The idea of GPS was conceptualized thanks to the launch of the first man-made satellite in space in 1957, Sputnik. The Soviets were aware that the world would dismiss it as just propaganda. So they decided to have a way to prove it from the get-go:
“The device was continuously emitting radio signals from a tiny transmitter on board.”
Check for yourself, the Soviets were saying. The pattern of the signal (its changing strength as it orbited etc) could only be explained by an object orbiting the earth.

Two American scientists, William Guier and George Weiffenbach, checked and found the expected pattern of Doppler shifts, and were even able to infer from the frequency, the position of the satellite and its speed.

Apart from verifying the Soviet claim, the other implications of the measurements were also noted:
-          It was indeed possible to measure the frequency change in signals from an orbiting satellite;
-          It was possible to calculate the position and speed of the satellite.
Frank McClure, the chairman of the Applied Physics Laboratory, realized that:
“The opposite… could be true as well. From the position of the satellite, one could compute the exact position back on Earth of the person or machine that observed it.”
Therefore, at least in principle, McClure knew what came next:
“A satellite navigation system based on the simple Doppler principle could do for ships and trucks and trains and even ordinary civilians, mobile or stationary, what the sextant, the compass, and the chronometer had done for centuries for mariners… it could tell them where they were.”

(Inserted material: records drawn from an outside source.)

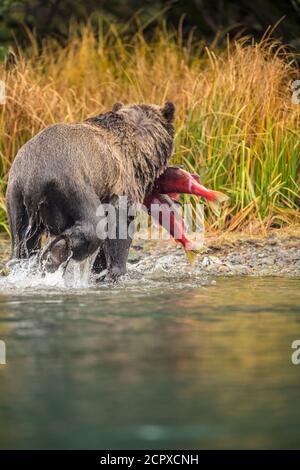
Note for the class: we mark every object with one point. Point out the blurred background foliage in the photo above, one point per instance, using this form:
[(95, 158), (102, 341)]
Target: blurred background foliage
[(221, 62), (211, 20)]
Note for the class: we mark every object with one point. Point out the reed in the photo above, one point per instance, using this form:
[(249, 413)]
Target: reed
[(236, 123)]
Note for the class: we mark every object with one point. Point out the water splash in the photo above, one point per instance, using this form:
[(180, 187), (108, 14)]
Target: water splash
[(152, 271)]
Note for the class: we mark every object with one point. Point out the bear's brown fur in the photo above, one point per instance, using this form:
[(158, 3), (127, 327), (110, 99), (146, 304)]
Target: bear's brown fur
[(60, 176)]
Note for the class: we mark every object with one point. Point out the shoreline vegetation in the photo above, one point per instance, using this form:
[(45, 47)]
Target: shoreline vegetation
[(276, 253), (236, 124)]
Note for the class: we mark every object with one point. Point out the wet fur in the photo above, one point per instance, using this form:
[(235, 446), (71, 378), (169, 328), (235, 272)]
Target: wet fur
[(60, 176)]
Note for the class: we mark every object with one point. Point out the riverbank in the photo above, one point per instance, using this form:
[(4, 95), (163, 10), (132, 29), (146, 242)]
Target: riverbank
[(275, 254)]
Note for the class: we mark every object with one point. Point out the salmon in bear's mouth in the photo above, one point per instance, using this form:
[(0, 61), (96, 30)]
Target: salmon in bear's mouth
[(167, 189)]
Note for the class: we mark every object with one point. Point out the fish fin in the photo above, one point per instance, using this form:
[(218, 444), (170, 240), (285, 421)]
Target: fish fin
[(219, 199), (174, 196), (196, 177)]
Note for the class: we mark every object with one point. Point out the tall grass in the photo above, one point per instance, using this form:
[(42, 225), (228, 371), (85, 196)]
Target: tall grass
[(236, 124)]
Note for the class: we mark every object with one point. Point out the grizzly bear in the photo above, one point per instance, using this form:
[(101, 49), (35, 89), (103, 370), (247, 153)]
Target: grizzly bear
[(60, 176)]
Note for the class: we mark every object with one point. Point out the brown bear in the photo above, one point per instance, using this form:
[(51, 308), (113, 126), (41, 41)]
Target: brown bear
[(60, 176)]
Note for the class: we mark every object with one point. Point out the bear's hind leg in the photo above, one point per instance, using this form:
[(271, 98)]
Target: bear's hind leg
[(78, 241)]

The Americans soon built such a satellite system for their defense forces. It was still “cumbersome and slow” to do the calculations back then. And yet, it was far more accurate than any other system. Bombs were soon “fitted with in-built GPS”: they were called the smart bombs. An entire war, the 1991 Gulf War, was “fought with GPS as an essential part of planning and tactics”.

But sharing such tech with civilians was a laughable idea. Until 1983, when a Korean Air Lines passenger plane was shot down by the Soviets for straying into the “forbidden airspace over Sakhalin Island”. That incident led Ronald Raegan to give access to the GPS system to airlines initially, and then ordinary civilians too because:
“To withhold deliberately a means of accurately determining one’s location was considered morally questionable.”

But the American military wasn’t very happy with such sharing. They insisted on introducing a “deliberate error into the system” for civilians (150 feet horizontally, 300 feet vertically). In 2000, that was scrapped by Bill Clinton.

The timing was fortuitous indeed. The iPhone came in 2007, and ever since, as Winchester says:
“Users worldwide have been able to use GPS receivers in everything from their cars to their telephones to their wristwatches to handheld devices… to get accuracies of just the barest few meters.”